Restore the bankruptcy discharge for federal and private student loans. Having student loan debt forgiven through bankruptcy is not a panacea, but it does provide borrowers an opportunity for a clean slate. Moreover, when faced with the prospect of losing loans to a bankruptcy discharge, lenders will be more likely to offer borrowers compromises and alternatives to enable the borrower to continue repaying the debt.

Overhaul federal student loan programs to provide more rational loan limits based on the borrower's projected ability to repay. Stafford, Perkins, and PLUS loans-the main federal education loans-should be replaced with a single student loan with limits based on the ability to repay.

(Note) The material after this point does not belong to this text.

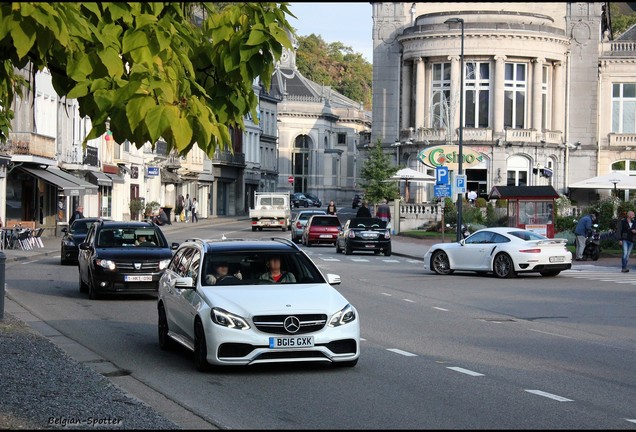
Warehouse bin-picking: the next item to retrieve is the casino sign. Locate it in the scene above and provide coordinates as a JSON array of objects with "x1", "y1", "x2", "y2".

The aggregate loan limit, or total debt, a borrower could take on would equal the projected starting salary (based on field of study, among other factors) at graduation.

This aggregate limit would include all previous education debt, such as loans taken out for a completed associate's degree if a student is now enrolling in a bachelor's degree program. The annual loan limit would be determined by dividing the aggregate loan limit by the number of years of the educational program.

The rationale for this system of aggregate and annual limits is to prevent the student from borrowing the full debt load early, then having no money left over for the ensuing years of education. While this would apply to federal loans only, such limits would provide clear signals to private lenders and borrowers about what affordable loan levels should be.


As the tuition at U.S. colleges and universities grows more expensive each year, the number of students who graduate with excessive debt swells. Students, as well as their parents and institutions, must be better informed about their loan and repayment options. Increased awareness about the dangers of debt and improved assistance for borrowers in distress will help graduates enter the professional world on more solid footing.